A professor of singing who had led a busy life died. Among his papers were found memorandum-books inscribed “Records of a Vocal Hospital.” They were of no value to the heirs of deceased, and came into my hands through a friend of the family. I have made therefrom a selection of cases which it is hoped will prove interesting and possibly of value to the profession.

Case No. 1.—The patient was a lady about twenty-six years of age, intelligent and fairly well educated. Student of elocution. Desired to learn to sing in order to introduce songs in recitation work. Declared she had never sung, having been discouraged in childhood from attempting to sing. Said she had no ear for music, and could not “carry ” a tune. Was totally unable to sing correctly even so familiar a tune as “America.”

An examination proved the truth of the latter statement. On attempting to sound varied pitches the patient sang above and below the pitch intended, and only by accident gave the correct pitch.

Further examination, requiring the patient to listen to varied pitches, proved that she could recognize one tone as higher or lower than another.

Diagnosis.—Patient suffering from inability to sing definite pitches; cause, faculty of distinguishing varied pitches undeveloped, and lack of control of vocal organ through non-use in singing and faulty use in heavy, dramatic, elocutionary work.

Treatment.—A course of exercises in ear-training from the foundation. Concurrently a course of exercises to relieve the throat from the labor of controlling the outgoing breath, supplemented by exercises requiring the sounding, on rightly controlled breath, of the various musical intervals to one vowel, and, later on, to various vowels. Also, to aid in keeping the throat free from undue tension, exercises requiring the rapid repetition, on one pitch, lightly, smoothly, distinctly, with a constant flow of tone, of a series of short syllables, such as lah, beh, nee, po, too; and 1, 2, 3, 4, 5, 6, etc. All singing done on middle pitches, with the normal weight of voice—that is to say, without any attempt to sing either a loud note or a soft note.

Later the usual primary vocal exercises were given, and, after about four months, two simple ballads of moderate range were taken up.
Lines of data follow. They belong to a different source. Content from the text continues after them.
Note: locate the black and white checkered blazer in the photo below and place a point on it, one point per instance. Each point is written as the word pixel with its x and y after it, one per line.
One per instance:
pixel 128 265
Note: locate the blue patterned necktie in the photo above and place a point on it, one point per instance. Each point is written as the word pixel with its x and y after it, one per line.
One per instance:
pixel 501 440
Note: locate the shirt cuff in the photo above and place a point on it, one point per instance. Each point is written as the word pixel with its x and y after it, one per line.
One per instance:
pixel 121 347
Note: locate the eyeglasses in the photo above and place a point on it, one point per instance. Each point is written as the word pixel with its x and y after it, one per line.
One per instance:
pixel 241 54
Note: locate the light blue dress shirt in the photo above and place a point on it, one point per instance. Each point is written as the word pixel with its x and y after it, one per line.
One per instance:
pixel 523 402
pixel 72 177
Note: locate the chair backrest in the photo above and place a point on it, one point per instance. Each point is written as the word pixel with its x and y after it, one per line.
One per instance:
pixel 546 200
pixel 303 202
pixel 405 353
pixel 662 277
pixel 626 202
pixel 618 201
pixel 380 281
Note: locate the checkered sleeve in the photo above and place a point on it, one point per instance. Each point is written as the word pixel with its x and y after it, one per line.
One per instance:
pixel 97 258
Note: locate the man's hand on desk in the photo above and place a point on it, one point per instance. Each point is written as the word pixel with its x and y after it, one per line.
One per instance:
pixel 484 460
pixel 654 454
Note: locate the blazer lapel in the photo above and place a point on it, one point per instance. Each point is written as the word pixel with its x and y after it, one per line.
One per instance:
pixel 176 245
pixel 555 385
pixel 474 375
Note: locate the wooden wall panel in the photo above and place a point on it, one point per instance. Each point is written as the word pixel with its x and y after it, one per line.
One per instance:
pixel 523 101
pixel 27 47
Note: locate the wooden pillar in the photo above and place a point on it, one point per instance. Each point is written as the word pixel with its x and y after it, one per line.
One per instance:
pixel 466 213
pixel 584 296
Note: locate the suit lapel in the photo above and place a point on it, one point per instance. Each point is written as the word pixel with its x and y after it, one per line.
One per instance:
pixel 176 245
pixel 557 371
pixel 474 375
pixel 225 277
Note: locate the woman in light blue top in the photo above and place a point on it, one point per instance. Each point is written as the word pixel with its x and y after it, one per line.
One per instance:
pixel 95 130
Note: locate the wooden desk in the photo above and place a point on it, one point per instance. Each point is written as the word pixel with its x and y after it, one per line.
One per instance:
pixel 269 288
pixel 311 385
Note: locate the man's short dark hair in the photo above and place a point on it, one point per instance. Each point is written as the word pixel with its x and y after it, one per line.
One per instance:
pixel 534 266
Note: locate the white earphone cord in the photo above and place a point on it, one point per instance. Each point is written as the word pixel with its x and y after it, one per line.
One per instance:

In six months the patient sang one ballad having a range of an octave and one-half in perfect time, and with a fair quality of soprano voice. She then married and passed from our knowledge.

Memorandum.—When singing out of tune is not due to an utter lack of “ear,” it is to be attributed most often to undue tension or rigidity of the vocal instrument. The most potent and frequent cause of such a condition is lack of control of breath elsewhere than at the throat.

Sometimes there is such mental and bodily lassitude as results in failure to properly support the voice. A diseased throat or nose will make intonation uncertain. With some singers stage-fright induces such a condition of nervous tension that control of breath is lost, the vocal instrument made rigid, and, according to the idiosyncrasy of the individual, he or she sings flat or sharp. The singer is aware of his fault, but unable to relax sufficiently to remedy it.

Where there is lassitude the singer should be stirred up—the critics usually attend to that, for there is no vocal sin so great as singing out of tune. There is no specific for stage-fright. Frequent public appearances and the practice of taking a number of deep, slow breaths on first facing an audience bring good results. A singer with diseased nose or throat is sometimes a case for the physician and surgeon.

An occasional lapse from pitch does not warrant condemnation of a singer or his method. Where singing sharp or flat is the rule, however, the singer should strive for a better grip of his method; or, if he has reason, on careful self-examination, to believe the method at fault, he should seek another instructor.